Funnily enough, this book was referenced in my friend’s Goodreads review of the hugely disappointing Tell The Wolves I’m Home. He mentioned it as an example of how a teen voice transcended its limitations to really SAY something. Well he was right about that.
I think everyone has read this book by now, haven’t they? And if they haven’t, then surely they’ve seen the film. So everyone knows it’s an epistolary novel, with sixteen year old Charlie writing to an unnamed friend as he tries to navigate a year in high school and all its attendant obstacles without coming apart at the seams. On his journey, he meets Patrick and Sam. Step brother and sister, Charlie falls in love with Sam and idolises Patrick. Patrick is gay and dating a closeted football player, Sam isn’t interested in Charlie that way and is dating a college guy. Charlie falls into their circle of friends and is seemingly having the time of his life. Everyone loves how quiet and intelligent he is. But the letters reveal Charlie is in turmoil and he pours his anguish out for his reader. And us.

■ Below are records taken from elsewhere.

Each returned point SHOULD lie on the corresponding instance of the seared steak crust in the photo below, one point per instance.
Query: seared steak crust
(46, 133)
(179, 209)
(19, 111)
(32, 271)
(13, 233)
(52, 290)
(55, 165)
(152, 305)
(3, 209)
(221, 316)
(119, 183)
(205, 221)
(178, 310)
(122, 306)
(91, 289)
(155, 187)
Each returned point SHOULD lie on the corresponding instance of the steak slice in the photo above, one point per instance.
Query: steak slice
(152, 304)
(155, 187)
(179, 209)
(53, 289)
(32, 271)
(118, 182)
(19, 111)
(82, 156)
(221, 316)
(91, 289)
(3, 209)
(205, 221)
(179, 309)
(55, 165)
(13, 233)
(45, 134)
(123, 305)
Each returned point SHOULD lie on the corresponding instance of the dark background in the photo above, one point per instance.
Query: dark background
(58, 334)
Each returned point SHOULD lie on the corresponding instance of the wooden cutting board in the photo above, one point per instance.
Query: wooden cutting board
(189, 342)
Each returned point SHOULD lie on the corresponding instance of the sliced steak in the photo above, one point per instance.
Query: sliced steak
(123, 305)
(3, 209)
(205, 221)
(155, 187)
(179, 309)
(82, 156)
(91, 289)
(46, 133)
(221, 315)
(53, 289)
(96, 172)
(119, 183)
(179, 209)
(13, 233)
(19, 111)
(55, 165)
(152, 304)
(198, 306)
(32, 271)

I loved this book. I loved all the characters and I especially adored Charlie. Anyone who’s ever been sixteen will find something here that resonates with them, with varying degrees of emotional heart string tugging. And Chbosky has given us a teenage protagonist who is mixed up, messed up and occasionally fucked up, given him a vocabulary that would shame most literary critics and has completely 100% avoided falling into Dawson’s Creek territory. That is a tremendous achievement. I didn’t want the book to end but when it does, the last few lines are so perfect, so heartbreakingly perfect and understated, that I might have got a little bit misty eyed. Wondrous.